Cercada de dúvidas, chapa de JHC pode ficar aberta até dia 15

As atas entregues ao TRE/AL ontem começaram a esclarecer algumas dessas questões

Por Blog de Edivaldo Junior 07/08/2026 12h12
Cercada de dúvidas, chapa de JHC pode ficar aberta até dia 15
Lira e JHC tentam chegar a acordo sobre formação de chapa majoritária - Foto: Reprodução

As convenções terminaram na quarta-feira (5/08), mas a chapa de JHC ainda não está fechada. Longe disso, está cercada de dúvidas e especulações. A quinta-feira (6/08) foi de expectativa sobre o vice, as vagas ao Senado e a participação do PL.

As atas entregues ao TRE/AL ontem começaram a esclarecer algumas dessas questões, mas deixam espaço para mudanças até o registro das candidaturas, em 15 de agosto.

Na prática, Lira e JHC caminham para uma aliança, mas um parece pressionar o outro. Ao fim e ao cabo, Lira quer JHC candidato ao governo, com um vice do PL e ele como primeiro senador.

JHC não quer dar a vice para o PL e estaria decidido a lançar a mulher, Marina Candia, para o Senado - e não mais para a Câmara dos Deputados. Os dois podem resolver tudo ou seguir a queda de braços por mais oito dias.

A ata da Federação União Progressista, presidida por Arthur Lira, confirma a intenção de formar uma coligação com PSDB/Cidadania, PL, PDT, Podemos e Renovação Solidária. A aliança foi condicionada a candidatura ao governo exclusivamente de JHC. Se o PSDB indicar outro nome, União e PP não entram na coligação majoritária. O documento reserva ainda a vice ao PL e a segunda vaga ao Senado ao PSDB/Cidadania.

Arthur Lira fica com a primeira vaga ao Senado. Para a segunda, o PSDB vai indicar Marina Candia. Flávio Bolsonaro declarou apoio, na quinta-feira, a Lira e Marina para o Senado, reforçando uma articulação que já vinha sendo discutida.
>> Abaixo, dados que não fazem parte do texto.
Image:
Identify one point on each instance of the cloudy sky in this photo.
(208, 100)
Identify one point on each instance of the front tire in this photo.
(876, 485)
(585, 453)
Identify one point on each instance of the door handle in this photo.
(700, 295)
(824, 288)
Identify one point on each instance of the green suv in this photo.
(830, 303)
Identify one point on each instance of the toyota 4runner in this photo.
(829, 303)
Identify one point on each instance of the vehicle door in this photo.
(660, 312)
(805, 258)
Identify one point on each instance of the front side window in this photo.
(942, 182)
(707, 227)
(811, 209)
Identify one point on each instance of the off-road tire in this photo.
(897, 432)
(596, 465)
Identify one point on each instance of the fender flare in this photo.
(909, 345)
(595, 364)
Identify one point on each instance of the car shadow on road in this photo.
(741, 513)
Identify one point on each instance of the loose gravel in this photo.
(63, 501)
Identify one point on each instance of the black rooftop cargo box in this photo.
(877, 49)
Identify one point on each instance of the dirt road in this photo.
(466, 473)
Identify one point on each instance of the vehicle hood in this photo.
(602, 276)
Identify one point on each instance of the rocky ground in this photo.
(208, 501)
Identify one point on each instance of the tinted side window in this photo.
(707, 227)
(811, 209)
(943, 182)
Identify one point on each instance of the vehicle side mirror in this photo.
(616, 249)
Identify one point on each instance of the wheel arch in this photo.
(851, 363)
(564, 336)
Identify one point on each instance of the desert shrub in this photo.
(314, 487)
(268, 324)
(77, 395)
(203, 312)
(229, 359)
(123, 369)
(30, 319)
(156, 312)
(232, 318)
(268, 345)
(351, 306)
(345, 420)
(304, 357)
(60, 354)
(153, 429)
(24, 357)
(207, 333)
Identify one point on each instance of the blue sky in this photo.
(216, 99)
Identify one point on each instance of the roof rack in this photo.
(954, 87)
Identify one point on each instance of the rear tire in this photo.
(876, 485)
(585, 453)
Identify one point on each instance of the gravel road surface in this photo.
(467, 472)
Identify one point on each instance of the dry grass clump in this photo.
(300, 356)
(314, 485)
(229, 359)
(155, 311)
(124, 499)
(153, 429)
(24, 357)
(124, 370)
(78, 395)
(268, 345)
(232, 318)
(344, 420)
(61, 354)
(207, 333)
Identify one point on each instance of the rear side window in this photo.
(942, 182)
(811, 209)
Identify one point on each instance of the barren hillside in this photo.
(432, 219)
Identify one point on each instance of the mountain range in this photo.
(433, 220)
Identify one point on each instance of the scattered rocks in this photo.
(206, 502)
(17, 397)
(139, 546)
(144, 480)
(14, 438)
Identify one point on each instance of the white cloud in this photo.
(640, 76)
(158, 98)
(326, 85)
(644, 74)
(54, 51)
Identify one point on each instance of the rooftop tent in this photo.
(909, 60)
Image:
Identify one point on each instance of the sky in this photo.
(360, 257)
A ata ajuda a sustentar essa hipótese porque determina que o segundo candidato seja filiado ao PSDB/Cidadania.

Implosão

A escolha de Marina, no entanto, criaria um problema para a chapa de deputada federal do PSDB. Um dos candidatos da própria legenda me disse recentemente que sua saída poderia “implodir” a nominata. A solução para a majoritária, portanto, pode desarrumar a proporcional.
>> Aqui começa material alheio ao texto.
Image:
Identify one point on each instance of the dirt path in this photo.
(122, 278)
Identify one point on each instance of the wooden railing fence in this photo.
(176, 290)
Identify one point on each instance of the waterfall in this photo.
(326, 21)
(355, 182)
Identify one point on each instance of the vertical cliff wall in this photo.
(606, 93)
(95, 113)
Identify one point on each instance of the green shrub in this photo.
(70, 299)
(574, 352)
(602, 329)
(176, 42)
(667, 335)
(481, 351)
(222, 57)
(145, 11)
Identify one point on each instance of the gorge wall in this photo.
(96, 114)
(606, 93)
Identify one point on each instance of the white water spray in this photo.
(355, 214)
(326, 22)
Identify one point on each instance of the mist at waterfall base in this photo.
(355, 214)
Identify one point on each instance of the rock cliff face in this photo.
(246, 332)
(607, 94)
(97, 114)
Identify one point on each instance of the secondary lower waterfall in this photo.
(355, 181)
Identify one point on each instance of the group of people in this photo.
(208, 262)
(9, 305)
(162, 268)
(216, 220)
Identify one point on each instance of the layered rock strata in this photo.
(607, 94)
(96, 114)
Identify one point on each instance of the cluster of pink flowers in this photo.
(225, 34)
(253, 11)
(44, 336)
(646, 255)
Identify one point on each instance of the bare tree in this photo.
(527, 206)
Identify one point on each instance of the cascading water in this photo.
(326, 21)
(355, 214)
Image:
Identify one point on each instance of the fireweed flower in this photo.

Também não está resolvida a vice. Pela ata de Lira, a indicação pertence ao PL. Nos bastidores, porém, Ronaldo Lessa continuava sendo apontado até a noite de quinta-feira como uma possibilidade para formar a chapa com JHC. Nenhuma das duas alternativas estava confirmada.
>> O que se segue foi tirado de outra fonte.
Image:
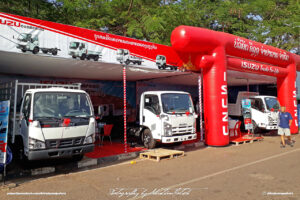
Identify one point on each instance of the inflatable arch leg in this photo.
(286, 90)
(215, 100)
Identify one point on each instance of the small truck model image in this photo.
(161, 63)
(80, 50)
(165, 117)
(49, 121)
(30, 42)
(264, 110)
(123, 56)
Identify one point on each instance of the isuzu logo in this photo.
(10, 22)
(224, 106)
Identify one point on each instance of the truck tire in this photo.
(82, 57)
(35, 50)
(148, 140)
(96, 58)
(54, 52)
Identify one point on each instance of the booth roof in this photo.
(49, 66)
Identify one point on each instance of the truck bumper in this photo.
(178, 138)
(271, 127)
(60, 152)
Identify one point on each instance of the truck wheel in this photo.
(148, 140)
(35, 50)
(54, 52)
(96, 58)
(82, 57)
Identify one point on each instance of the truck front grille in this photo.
(181, 130)
(64, 142)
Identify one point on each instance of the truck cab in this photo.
(166, 117)
(264, 110)
(55, 123)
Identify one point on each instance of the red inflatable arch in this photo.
(214, 53)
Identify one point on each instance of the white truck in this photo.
(30, 42)
(166, 117)
(80, 50)
(161, 63)
(123, 56)
(52, 121)
(264, 110)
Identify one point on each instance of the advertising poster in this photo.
(42, 38)
(4, 115)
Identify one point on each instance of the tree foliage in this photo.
(274, 22)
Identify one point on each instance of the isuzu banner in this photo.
(32, 36)
(4, 115)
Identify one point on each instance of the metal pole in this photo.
(200, 104)
(125, 109)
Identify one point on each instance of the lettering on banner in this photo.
(255, 50)
(10, 22)
(259, 67)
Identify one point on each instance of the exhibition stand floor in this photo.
(116, 147)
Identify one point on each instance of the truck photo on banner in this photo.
(4, 114)
(31, 36)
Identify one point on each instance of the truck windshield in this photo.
(60, 104)
(177, 103)
(74, 45)
(272, 103)
(23, 37)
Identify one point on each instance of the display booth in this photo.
(36, 48)
(214, 53)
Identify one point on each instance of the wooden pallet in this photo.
(244, 141)
(159, 154)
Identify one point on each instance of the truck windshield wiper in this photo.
(55, 118)
(77, 116)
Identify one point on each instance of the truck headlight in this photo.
(89, 139)
(167, 129)
(36, 144)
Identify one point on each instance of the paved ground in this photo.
(261, 170)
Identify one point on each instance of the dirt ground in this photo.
(260, 170)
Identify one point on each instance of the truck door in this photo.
(151, 115)
(25, 114)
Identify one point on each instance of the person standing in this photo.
(285, 121)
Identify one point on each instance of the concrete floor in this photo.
(260, 170)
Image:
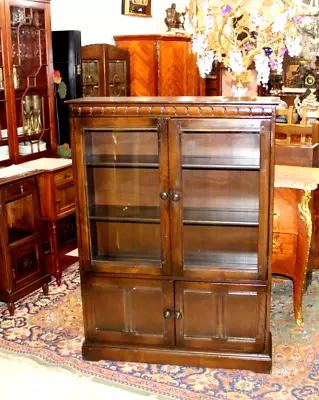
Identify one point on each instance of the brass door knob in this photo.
(164, 195)
(178, 315)
(175, 196)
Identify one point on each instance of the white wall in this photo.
(100, 20)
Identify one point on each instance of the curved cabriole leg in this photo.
(45, 289)
(11, 309)
(304, 240)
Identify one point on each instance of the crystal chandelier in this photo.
(246, 33)
(309, 31)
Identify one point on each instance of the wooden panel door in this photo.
(129, 311)
(220, 199)
(125, 177)
(143, 51)
(173, 68)
(220, 317)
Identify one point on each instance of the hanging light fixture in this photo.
(243, 34)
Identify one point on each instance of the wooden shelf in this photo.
(220, 163)
(123, 161)
(16, 234)
(125, 214)
(230, 260)
(197, 216)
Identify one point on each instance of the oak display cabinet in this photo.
(21, 244)
(174, 197)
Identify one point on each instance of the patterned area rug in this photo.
(50, 329)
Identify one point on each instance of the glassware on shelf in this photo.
(16, 15)
(27, 115)
(36, 114)
(1, 78)
(16, 78)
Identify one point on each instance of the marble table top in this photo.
(304, 178)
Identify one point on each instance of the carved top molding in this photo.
(198, 108)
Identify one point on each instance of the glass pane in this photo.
(20, 218)
(30, 68)
(4, 146)
(220, 200)
(123, 192)
(90, 78)
(223, 149)
(117, 74)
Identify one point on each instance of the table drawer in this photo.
(20, 187)
(63, 177)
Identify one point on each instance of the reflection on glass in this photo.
(124, 207)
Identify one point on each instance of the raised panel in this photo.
(220, 316)
(173, 68)
(143, 66)
(26, 264)
(284, 253)
(285, 216)
(65, 197)
(129, 311)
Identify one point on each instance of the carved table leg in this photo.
(11, 309)
(45, 289)
(304, 241)
(59, 279)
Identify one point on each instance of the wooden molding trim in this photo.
(178, 111)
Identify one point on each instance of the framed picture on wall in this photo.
(137, 8)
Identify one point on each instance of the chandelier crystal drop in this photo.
(243, 34)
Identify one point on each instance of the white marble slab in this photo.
(304, 178)
(14, 170)
(48, 164)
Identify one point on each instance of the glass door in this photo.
(4, 137)
(32, 82)
(216, 199)
(90, 78)
(127, 193)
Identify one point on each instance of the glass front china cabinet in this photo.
(175, 215)
(26, 82)
(27, 133)
(105, 71)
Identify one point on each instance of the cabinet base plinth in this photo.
(260, 363)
A palavra final será de JHC. A convenção do PSDB deu plenos poderes para que a direção conclua as negociações e complete a chapa nos próximos dias. Sua ausência no encontro, porém, chamou atenção e pegou mal. JHC não apareceu para dizer se será candidato nem para explicar como pretende montar sua aliança.

A ata de Lira mostra também o tamanho das condições colocadas pelo ex-presidente da Câmara. A Federação União Progressista só entra na coligação se JHC disputar o governo. Lira ocupa a primeira vaga ao Senado e o PSDB fica com a segunda. O tempo eleitoral para senador também já foi repartido: União Progressista, Renovação Soliária e PL ficam com Lira; PSDB/Cidadania, Podemos e PDT com o segundo candidato.

Mas o próprio documento admite alterações e complementações até o prazo final para os pedidos de registro.

É por isso que, apesar de todas as notícias das últimas horas, ainda é cedo para anunciar a chapa como pronta. Hoje, o desenho mais provável tem JHC para governador e Arthur Lira para o Senado. A partir daí, quase tudo continua em negociação: vice, segunda vaga ao Senado e até os efeitos dessas escolhas sobre as chapas proporcionais.